1 Introduction

In December 2019, there was an outbreak of pneumonia of unknown cause in Wuhan, China. The causative agent was later identified as severe acute respiratory syndrome coronavirus 2 (SARS-CoV-2), and the condition was termed coronavirus disease 2019 (COVID-19) [1]. COVID-19 can cause severe pneumonia that can lead to death in older patients [2]. In contrast, some cases of COVID-19 were asymptomatic. Also, there are cases where there are no symptoms at the time of admission, but symptoms develop during hospitalization [3, 4]. When symptoms do occur, they may not be severe. The symptoms of COVID-19 can be diverse, and among them, there have been studies on asymptomatic patients [3, 5, 6]. The proportion of asymptomatic patients among the total number of patients varied in different reports [5, 7, 8]. Although symptoms may develop during hospitalization, most studies have focused on COVID-19 patients who were asymptomatic at the time of admission [9].

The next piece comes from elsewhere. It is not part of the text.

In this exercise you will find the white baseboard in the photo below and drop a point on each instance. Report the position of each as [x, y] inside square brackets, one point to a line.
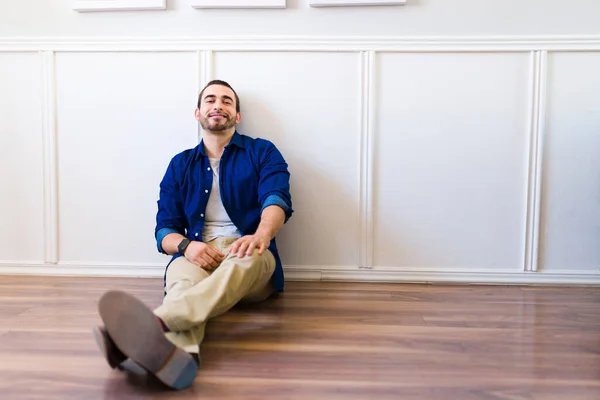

Moreover, most reports on asymptomatic patients included a small number of patients [4, 10]. Long et al. [10] reported the clinical and immunological characteristics of 37 asymptomatic patients with COVID-19 for 14 days before a confirmatory test and during hospitalization. Some reports focused on radiologic findings in asymptomatic COVID-19 patients. In Iran, there was a report comparing chest computed tomography (CT) findings in 23 COVID-19 patients who were asymptomatic at the time of admission, and about 40% showed pneumonia [6]. Additionally, although it was a report of asymptomatic patients, among them, patients in long-term care facilities (LTCFs) with difficulty expressing their symptoms were included in the study [11,12,13]. If patients who have difficulty expressing symptoms are included in the study, it could be estimated that there are more asymptomatic patients than they actually are. Therefore, it is necessary to evaluate the clinical characteristics of patients who were asymptomatic at the time of admission but developed symptoms during hospitalization and those who were continuously asymptomatic. To accurately determine whether symptoms occur, patients in LTCFs should be excluded.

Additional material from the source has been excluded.